Coffee: The good, the bad and the ugly
We all get frustrated when we listen to a news report touting all the health benefits of a certain food, and then the following month another news report describes all the ways that same food is trying to kill us. Most of the time, we receive conflicting advice because the answer is not straightforward. Such is the case with coffee.
A new study from the New England Journal of Medicine tries to put the issue of coffee and our health to rest. The authors’ take home message: caffeinated coffee doesn’t increase your risk for heart disease or cancer, and in fact, three to five cups a day can actually reduce your risk of certain diseases.
Coffee itself is loaded with phytochemicals, vitamins and minerals that help reduce oxidative stress in the body, improve the gut microbiome, and regulate glucose and fat metabolism. This where all the health benefits of coffee come from.
But the caffeine found in coffee is where many of its problems lie. Caffeine affects nearly all of our body systems:
- It has many benefits to the brain and nervous system, including increased alertness and improving mental performance, it reduces the risk of depression, and may even reduce the risk of Parkinson’s disease. However, it also contributes to insomnia and can induce anxiety.

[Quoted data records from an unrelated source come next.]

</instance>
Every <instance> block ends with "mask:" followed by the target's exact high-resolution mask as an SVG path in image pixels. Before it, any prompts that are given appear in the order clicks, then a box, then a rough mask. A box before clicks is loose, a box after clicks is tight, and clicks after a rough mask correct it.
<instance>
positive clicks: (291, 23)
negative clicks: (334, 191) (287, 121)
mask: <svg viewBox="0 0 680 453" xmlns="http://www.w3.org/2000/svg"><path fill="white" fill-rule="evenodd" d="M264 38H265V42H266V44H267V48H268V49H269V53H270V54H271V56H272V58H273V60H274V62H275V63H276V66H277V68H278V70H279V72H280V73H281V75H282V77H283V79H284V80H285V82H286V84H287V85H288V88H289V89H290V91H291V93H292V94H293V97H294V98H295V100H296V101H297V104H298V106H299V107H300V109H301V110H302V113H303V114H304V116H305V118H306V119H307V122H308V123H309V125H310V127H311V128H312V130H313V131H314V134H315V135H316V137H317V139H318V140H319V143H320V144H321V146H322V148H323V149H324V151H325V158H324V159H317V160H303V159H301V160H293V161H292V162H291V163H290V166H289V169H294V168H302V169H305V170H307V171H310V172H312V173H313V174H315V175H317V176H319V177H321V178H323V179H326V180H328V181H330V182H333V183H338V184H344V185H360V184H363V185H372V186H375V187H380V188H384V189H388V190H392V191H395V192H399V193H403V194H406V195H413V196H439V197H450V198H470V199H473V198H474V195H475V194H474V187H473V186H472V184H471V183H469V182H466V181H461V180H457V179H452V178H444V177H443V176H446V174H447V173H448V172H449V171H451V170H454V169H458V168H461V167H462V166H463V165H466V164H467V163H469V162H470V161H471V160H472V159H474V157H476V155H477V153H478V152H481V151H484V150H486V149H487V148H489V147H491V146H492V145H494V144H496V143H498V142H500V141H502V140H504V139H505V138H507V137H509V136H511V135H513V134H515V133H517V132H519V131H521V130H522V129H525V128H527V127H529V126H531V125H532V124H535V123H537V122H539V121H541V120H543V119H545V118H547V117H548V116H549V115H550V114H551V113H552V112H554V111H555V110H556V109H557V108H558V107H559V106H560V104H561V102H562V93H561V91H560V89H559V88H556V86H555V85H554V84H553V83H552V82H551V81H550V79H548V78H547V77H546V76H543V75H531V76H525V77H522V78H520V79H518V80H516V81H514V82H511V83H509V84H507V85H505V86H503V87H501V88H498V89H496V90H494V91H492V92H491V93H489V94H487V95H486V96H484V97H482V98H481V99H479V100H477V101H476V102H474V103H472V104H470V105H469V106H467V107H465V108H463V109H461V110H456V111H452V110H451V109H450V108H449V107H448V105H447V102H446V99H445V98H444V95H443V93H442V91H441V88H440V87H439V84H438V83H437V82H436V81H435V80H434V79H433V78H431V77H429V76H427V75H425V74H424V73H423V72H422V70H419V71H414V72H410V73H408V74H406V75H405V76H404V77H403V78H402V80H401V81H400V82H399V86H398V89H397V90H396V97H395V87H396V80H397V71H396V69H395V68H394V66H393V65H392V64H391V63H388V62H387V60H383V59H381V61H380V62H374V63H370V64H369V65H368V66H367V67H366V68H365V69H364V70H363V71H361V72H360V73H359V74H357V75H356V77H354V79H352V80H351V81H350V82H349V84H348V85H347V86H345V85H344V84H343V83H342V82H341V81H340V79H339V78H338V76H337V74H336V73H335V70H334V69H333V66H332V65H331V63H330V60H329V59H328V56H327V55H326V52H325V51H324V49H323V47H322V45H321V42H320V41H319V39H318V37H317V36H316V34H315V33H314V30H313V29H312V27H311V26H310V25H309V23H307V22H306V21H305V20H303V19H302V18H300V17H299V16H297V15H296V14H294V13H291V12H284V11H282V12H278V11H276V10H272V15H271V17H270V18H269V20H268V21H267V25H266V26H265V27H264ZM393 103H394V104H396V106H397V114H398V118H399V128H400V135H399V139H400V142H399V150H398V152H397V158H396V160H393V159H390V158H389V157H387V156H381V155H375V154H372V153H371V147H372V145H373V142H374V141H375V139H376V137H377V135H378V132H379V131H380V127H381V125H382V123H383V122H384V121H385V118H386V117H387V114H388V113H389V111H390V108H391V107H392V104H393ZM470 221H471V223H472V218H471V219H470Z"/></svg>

- It also affects the cardiovascular system, increasing blood pressure in the short-term.
- Caffeine is used to treat breathing problems in premature infants, and it can improve lung function in adults as well.
- It reduces the risk of liver fibrosis, cirrhosis and cancer.
- It can reduce fetal growth and increase the risk of pregnancy loss in pregnant women.
- It reduces the sensitivity of your muscles to insulin.
- Finally, it can have a diuretic effect on your kidneys.
It’s important to understand that coffee can affect people differently. About 50% of the population are “slow” caffeine metabolizers. This means the caffeine stays around longer in the body than people who are “fast” caffeine metabolizers. And although this make sound like a perk, in reality, if you’re a slow metabolizer, consuming a lot of coffee can actually increase your risk of heart disease. The speed at which you metabolize caffeine is largely genetic. The good news, though, is that slow metabolizers naturally drink less caffeine. Body wisdom tends to win out!
Having said that, for most people, coffee is just fine. The researchers from this study suggest that high doses, which means 200 mg in one sitting, or 400 mg throughout the day, can induce anxiety in some people. Those who are slow metabolizers will experience this at lower intakes. This obviously doesn’t happen to everyone, but if you experience the jitters, anxiety or agitation when you drink coffee, that’s a good sign you’ve had too much. To put this into perspective, a typical cup of coffee brewed at home has about 100 mg of caffeine.
There are a few things that will affect how caffeine affects you. For example, pregnancy slows down caffeine metabolism. By the third trimester, it can time 15 times longer to metabolize caffeine. And newborns will experience the effects of caffeine for days. Taking the birth control pill will double the time it takes to metabolize caffeine. Smoking has the opposite effect – it will cut the time it takes to metabolize the caffeine in half.
We all know that coffee can give you an energy lift in the moment. But it is no substitute for a good night’s rest. Your body needs a decent amount of sleep to recover, rebuild muscles, and reset your brain. If you are relying on coffee to stay awake and alert during the day, that’s probably a good sign that you need to take a look at your sleep habits and make some changes.
If you’re looking to decrease your caffeine intake, here are a few quick tips for you:
- Try replacing some of your coffee with decaf – you’ll still great the great benefits of all the phytochemicals in the coffee itself
- Decrease your intake by one cup
- Try replacing some of your coffees with herbal tea
- Order a tall or grande instead of a vente at Starbucks
- Have one shot of espresso instead of two
Van Dam RM, Hu FB, Willett WC.Coffee, Caffeine, and Health. N Engl J Med . 2020 Jul 23;383(4):369–78.